Fisher followed his parents to the front door. Outside, they heard hard breathing and what sounded like surprised shouting. They opened the door, walked out into the yard, and realized that it wasn't shouting.

It was squealing.

FP was struggling frantically with his little hooves, superglued to the fence by dozens of adhesive web strands. Fisher ran forward to help, getting his hands just as stuck in the sticky, tacky mess of spider strands. FP looked at him in panic and squeaked repeatedly.

“I'm sorry, boy,” Fisher said, trying to wrench his pet away from the fence. “What were you doing out here, anyway?”

FP squeaked again, moving his forelegs the tiny amount that he could. “Were you trying to fly with the ducks again?” FP snorted guiltily, and Fisher sighed. “Well, at least you have goals.”

Mrs. Bas let out a deep breath, the tension and fear slowly leaving her face as Mr. Bas put his arm around her shoulders.

“De-immobilize,” she said to the house. A smaller apparatus popped out of the side of one of the net-guns, and sprayed pig and boy alike with a solvent that turned the webbing to a thin liquid instantly. FP squeaked in surprise as he dropped the few feet to the ground. He then gathered his bearings, shook off the liquid like a dog would, and trotted back toward the house with as much dignity as he could muster.

“Target de-immobilized!” said the house in the same cheery tone.

Fisher returned with his parents to the dinner table. He held FP on his lap this time, scratching his pet's ears and back as FP napped off the excitement of the evening.

“I'm sorry, Fisher,” his mother said, smiling a bit sadly. “I may have overreacted a bit when I was programming the house's security settings. I'm just worried about what could happen if someone got a hold of my work. In the wrong hands …”

“In Dr. X's hands, you mean,” said his father, furrowing his brow.

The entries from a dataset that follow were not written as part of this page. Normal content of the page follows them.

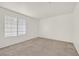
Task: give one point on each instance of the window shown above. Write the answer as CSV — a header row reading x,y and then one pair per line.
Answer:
x,y
14,26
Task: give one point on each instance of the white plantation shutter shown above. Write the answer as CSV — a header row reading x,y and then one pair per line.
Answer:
x,y
10,26
14,26
21,26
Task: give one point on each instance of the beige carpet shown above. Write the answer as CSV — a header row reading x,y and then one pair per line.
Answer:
x,y
40,47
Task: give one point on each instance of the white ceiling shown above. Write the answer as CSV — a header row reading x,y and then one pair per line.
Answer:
x,y
40,9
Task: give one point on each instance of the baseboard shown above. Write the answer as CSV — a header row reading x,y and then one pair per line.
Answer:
x,y
55,39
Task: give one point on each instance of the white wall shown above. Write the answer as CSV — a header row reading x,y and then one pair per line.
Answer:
x,y
59,28
32,29
76,27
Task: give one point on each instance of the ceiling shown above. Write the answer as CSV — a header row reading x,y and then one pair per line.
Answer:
x,y
40,10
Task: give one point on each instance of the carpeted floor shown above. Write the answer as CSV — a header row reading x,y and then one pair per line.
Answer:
x,y
40,47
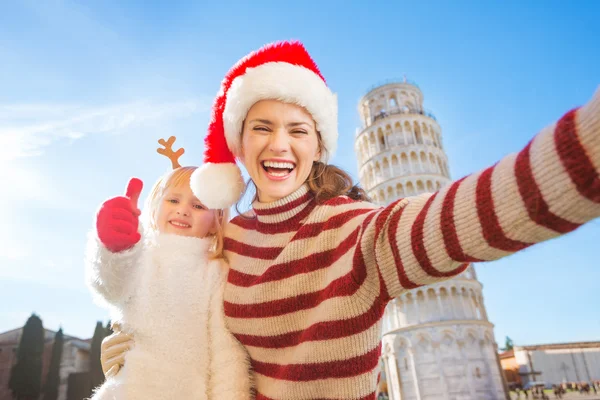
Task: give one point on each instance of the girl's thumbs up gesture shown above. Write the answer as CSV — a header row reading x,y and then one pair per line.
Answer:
x,y
118,219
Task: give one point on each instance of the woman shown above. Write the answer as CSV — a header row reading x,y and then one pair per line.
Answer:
x,y
313,264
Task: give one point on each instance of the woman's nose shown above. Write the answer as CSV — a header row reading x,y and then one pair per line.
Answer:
x,y
183,210
279,141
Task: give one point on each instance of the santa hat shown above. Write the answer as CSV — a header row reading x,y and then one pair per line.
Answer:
x,y
279,71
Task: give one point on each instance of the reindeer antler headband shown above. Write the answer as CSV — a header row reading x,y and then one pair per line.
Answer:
x,y
167,151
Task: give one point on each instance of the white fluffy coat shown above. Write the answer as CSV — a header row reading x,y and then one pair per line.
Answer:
x,y
169,296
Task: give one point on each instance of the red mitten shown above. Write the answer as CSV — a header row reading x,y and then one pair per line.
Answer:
x,y
118,219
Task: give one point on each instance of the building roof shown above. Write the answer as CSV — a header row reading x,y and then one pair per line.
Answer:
x,y
557,346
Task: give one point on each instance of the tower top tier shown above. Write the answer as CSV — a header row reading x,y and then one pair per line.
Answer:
x,y
390,98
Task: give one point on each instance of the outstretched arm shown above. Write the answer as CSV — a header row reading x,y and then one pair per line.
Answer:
x,y
549,188
114,249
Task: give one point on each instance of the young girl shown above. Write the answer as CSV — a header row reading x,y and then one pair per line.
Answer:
x,y
164,285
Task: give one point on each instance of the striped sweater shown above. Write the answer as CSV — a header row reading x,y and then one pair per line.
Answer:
x,y
309,282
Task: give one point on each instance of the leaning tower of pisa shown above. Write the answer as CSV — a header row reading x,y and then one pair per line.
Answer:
x,y
437,341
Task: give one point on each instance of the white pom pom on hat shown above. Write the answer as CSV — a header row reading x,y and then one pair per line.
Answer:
x,y
278,71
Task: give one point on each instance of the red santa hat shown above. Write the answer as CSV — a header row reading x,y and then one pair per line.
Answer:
x,y
279,71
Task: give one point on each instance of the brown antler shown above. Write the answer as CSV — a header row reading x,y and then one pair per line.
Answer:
x,y
168,151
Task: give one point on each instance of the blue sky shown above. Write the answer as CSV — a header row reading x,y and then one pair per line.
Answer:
x,y
87,88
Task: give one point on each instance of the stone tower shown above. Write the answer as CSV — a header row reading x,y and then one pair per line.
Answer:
x,y
437,341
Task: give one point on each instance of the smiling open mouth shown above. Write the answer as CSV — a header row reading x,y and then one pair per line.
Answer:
x,y
179,224
278,168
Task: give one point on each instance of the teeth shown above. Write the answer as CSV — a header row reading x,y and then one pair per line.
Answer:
x,y
277,173
274,164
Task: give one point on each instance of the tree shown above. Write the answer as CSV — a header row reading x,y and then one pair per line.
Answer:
x,y
96,374
108,328
26,375
53,378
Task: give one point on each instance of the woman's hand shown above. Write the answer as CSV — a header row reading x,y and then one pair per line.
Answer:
x,y
112,352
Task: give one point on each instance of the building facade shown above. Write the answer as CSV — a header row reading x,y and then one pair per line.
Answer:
x,y
75,359
552,364
438,343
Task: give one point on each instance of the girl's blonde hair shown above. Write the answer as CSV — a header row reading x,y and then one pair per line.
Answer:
x,y
176,178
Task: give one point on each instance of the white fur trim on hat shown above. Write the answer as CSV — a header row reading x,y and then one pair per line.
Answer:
x,y
288,83
217,186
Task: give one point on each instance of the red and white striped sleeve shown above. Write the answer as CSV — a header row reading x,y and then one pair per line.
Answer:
x,y
549,188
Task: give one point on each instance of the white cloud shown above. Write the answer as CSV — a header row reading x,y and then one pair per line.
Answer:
x,y
27,129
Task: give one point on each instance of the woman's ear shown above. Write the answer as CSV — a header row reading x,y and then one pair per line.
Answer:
x,y
214,229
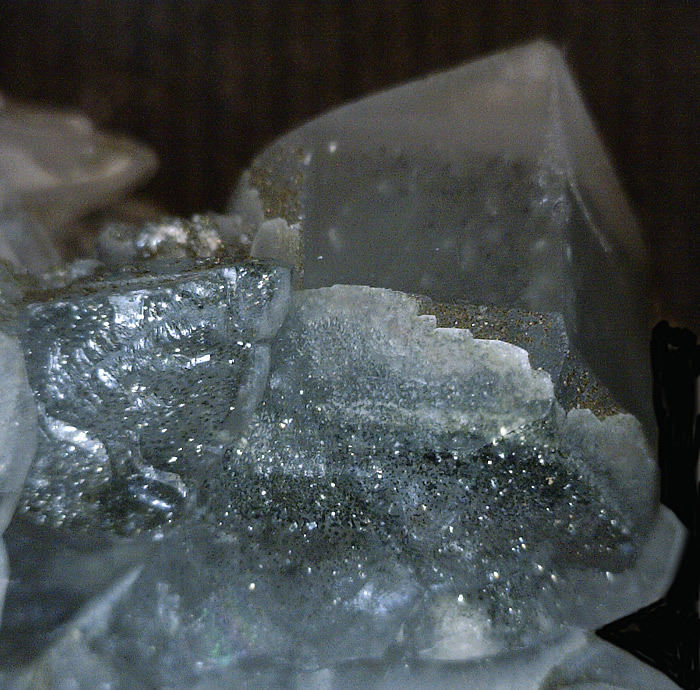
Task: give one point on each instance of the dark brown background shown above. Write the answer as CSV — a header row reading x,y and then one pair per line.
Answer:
x,y
208,83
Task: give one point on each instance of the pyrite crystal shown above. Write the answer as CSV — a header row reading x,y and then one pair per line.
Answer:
x,y
241,484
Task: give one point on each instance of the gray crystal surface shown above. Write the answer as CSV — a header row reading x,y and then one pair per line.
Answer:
x,y
354,497
140,378
398,486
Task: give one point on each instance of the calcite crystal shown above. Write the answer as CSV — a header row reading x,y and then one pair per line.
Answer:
x,y
239,484
139,378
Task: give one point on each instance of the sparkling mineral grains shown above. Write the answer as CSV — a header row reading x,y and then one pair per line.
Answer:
x,y
388,485
140,379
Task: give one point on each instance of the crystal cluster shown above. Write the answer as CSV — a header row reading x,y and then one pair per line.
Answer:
x,y
139,379
223,481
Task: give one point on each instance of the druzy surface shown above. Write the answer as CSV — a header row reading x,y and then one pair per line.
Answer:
x,y
139,379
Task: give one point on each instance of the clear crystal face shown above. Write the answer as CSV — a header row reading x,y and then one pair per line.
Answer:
x,y
238,484
140,380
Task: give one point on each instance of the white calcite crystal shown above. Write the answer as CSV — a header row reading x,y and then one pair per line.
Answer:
x,y
239,485
56,166
399,487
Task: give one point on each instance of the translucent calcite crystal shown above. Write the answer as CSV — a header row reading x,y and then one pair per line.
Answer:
x,y
351,486
139,378
486,183
399,487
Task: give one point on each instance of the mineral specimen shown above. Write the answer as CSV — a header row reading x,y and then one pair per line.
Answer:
x,y
139,379
347,486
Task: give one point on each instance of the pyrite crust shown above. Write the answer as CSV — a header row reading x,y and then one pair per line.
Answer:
x,y
140,378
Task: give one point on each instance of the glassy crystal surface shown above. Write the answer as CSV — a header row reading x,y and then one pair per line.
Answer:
x,y
139,379
368,494
488,184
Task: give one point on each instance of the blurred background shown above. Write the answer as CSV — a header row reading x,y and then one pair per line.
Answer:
x,y
209,83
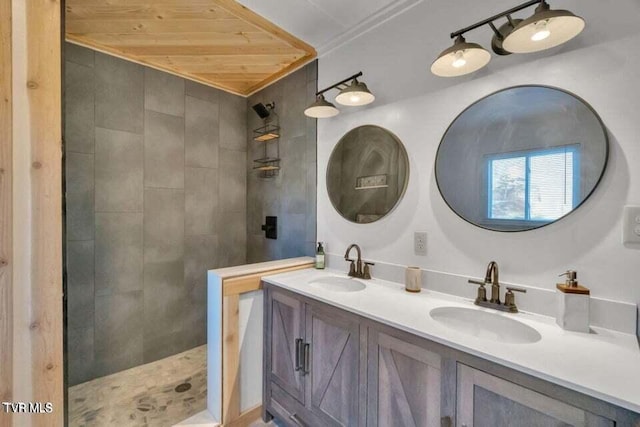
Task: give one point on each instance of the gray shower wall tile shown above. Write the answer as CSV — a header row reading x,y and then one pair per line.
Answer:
x,y
311,203
232,236
79,171
119,94
312,72
233,122
163,151
80,284
79,101
119,173
202,134
163,225
165,305
163,92
137,267
201,255
233,181
118,332
291,195
293,106
78,54
200,91
80,355
201,201
294,176
293,235
119,256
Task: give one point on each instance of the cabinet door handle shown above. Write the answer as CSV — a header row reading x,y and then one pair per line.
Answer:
x,y
306,356
298,353
296,420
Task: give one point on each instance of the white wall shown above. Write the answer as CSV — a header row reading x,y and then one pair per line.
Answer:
x,y
601,66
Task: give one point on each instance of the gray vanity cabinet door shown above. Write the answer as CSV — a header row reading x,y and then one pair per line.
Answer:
x,y
404,386
287,325
333,383
488,401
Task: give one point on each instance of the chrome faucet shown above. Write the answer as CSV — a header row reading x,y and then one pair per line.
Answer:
x,y
492,278
358,268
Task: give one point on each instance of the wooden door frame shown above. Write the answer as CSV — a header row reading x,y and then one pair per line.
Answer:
x,y
40,23
6,210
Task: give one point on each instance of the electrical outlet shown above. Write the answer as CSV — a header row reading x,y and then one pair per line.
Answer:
x,y
420,243
631,225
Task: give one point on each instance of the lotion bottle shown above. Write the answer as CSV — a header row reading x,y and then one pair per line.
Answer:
x,y
320,257
573,304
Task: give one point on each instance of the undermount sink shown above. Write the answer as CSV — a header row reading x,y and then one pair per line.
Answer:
x,y
485,325
337,284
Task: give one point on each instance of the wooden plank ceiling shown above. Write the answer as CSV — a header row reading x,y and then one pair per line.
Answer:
x,y
216,42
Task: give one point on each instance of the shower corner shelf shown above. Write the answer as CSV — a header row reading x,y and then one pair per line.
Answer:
x,y
268,166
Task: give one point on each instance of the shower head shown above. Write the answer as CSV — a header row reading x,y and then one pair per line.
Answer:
x,y
264,110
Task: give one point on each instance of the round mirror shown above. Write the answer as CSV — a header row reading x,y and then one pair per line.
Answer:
x,y
521,158
367,174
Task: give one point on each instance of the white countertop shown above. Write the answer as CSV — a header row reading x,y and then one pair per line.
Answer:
x,y
604,364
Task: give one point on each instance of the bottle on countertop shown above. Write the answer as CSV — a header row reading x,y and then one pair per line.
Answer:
x,y
573,304
320,257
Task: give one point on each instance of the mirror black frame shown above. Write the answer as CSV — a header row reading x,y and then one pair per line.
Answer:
x,y
587,196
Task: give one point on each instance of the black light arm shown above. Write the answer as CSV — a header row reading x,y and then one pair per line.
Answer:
x,y
320,92
494,17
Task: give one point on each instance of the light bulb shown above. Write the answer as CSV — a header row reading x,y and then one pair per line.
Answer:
x,y
541,31
459,60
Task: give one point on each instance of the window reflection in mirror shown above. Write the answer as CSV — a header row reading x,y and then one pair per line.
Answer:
x,y
521,158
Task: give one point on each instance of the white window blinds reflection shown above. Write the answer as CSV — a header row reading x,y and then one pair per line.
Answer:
x,y
551,186
538,185
508,188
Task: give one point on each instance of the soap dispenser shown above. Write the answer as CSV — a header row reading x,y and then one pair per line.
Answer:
x,y
573,304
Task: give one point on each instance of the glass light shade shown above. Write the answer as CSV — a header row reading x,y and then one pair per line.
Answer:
x,y
321,109
460,59
543,30
357,93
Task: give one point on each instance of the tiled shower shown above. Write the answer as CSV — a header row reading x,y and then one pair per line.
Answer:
x,y
157,171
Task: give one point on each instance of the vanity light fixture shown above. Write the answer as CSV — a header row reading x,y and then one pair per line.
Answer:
x,y
545,29
461,58
354,94
357,93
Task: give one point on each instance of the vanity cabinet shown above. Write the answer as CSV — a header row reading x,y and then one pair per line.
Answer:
x,y
488,401
404,383
312,359
286,322
328,367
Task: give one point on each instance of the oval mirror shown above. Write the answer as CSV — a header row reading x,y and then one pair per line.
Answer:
x,y
521,158
367,174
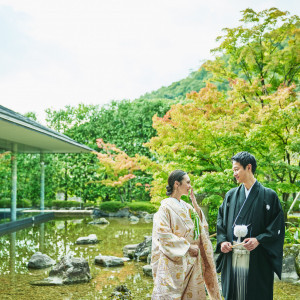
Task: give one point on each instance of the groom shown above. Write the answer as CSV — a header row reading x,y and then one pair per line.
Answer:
x,y
258,207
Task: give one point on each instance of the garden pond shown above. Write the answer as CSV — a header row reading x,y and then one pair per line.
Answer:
x,y
57,238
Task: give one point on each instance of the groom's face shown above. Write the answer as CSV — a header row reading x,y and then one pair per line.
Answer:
x,y
241,174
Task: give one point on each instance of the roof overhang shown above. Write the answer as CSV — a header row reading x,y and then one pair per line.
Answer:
x,y
31,137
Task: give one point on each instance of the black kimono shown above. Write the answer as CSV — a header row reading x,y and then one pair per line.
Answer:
x,y
263,213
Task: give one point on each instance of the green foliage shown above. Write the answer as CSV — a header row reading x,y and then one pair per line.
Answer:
x,y
142,206
5,203
66,204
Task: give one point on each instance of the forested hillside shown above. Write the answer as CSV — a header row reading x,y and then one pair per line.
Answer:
x,y
178,90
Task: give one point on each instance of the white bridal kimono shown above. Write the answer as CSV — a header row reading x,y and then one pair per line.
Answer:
x,y
176,274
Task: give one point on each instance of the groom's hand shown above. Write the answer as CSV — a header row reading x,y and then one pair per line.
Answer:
x,y
251,243
226,247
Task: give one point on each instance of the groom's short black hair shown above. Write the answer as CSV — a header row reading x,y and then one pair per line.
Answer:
x,y
245,158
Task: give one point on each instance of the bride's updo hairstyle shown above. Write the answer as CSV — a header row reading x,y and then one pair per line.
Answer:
x,y
176,175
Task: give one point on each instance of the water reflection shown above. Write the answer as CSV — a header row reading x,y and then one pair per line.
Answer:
x,y
56,239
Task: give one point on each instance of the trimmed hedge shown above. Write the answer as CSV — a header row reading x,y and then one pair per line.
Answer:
x,y
62,203
6,203
114,206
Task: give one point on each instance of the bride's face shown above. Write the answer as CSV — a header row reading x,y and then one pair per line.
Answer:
x,y
185,185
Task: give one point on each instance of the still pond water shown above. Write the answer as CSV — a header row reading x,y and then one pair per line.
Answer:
x,y
57,238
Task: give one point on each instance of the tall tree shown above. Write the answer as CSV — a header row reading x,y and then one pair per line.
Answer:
x,y
264,48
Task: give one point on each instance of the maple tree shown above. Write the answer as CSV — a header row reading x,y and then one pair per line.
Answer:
x,y
264,48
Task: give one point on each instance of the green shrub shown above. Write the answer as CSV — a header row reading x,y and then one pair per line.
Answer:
x,y
213,202
62,204
24,203
142,206
48,203
89,204
5,203
112,206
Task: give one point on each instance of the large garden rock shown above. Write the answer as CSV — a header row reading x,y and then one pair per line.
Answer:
x,y
133,219
40,261
147,269
69,270
121,292
143,249
129,250
109,261
99,221
91,239
148,217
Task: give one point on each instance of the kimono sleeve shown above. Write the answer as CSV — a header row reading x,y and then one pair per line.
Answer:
x,y
274,221
221,225
272,238
171,245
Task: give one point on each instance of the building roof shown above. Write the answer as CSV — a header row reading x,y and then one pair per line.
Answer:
x,y
32,137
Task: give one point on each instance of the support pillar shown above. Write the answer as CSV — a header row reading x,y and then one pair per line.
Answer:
x,y
13,209
42,204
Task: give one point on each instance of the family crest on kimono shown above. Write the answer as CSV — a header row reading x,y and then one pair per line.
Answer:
x,y
182,254
253,212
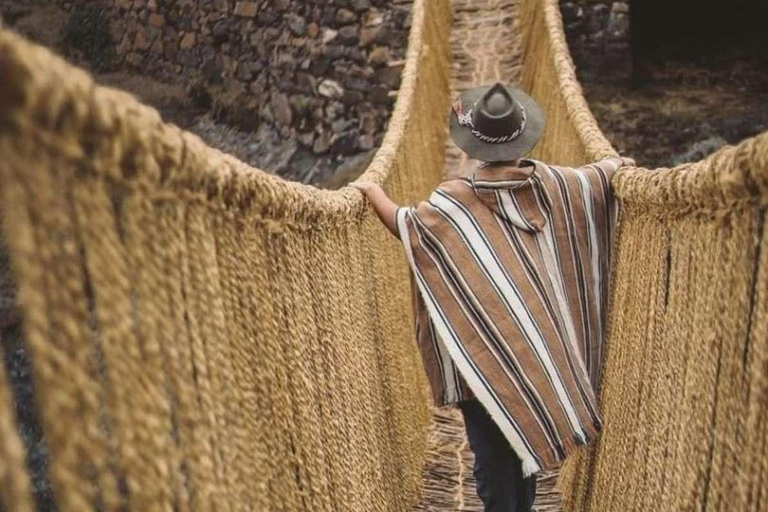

“He's made no secret of the fact that he wants to secure the formula for himself,” she replied, taking a sip of water. “Our security has already caught three of his agents trying to break into the lab complex. He's a ruthless man, whoever he is, and he's willing to do anything to advance his own purposes.”

Fisher hoped his parents wouldn't notice that he was blushing. His parents made no secret of the fact that they despised Dr. X. Fisher felt ashamed for thinking Dr. X was actually pretty cool.

“He may be secretive and a little odd,” said his dad as FP twitched under Fisher's hand, dreaming about soaring through the sky. “But there are limits to what he can and will do. Remember everything he's done for our city! For our country—and for science at large! I know he's your fiercest rival, and he wants to beat your team to the discovery of functioning AGH, but I can't see him going so far as to actually rob us to get ahead.”

“I hope you're right,” his mom said, her voice full of doubt. A few seconds of silence followed, broken only by Fisher's chewing and the dreamy snuffling of the pig in his lap.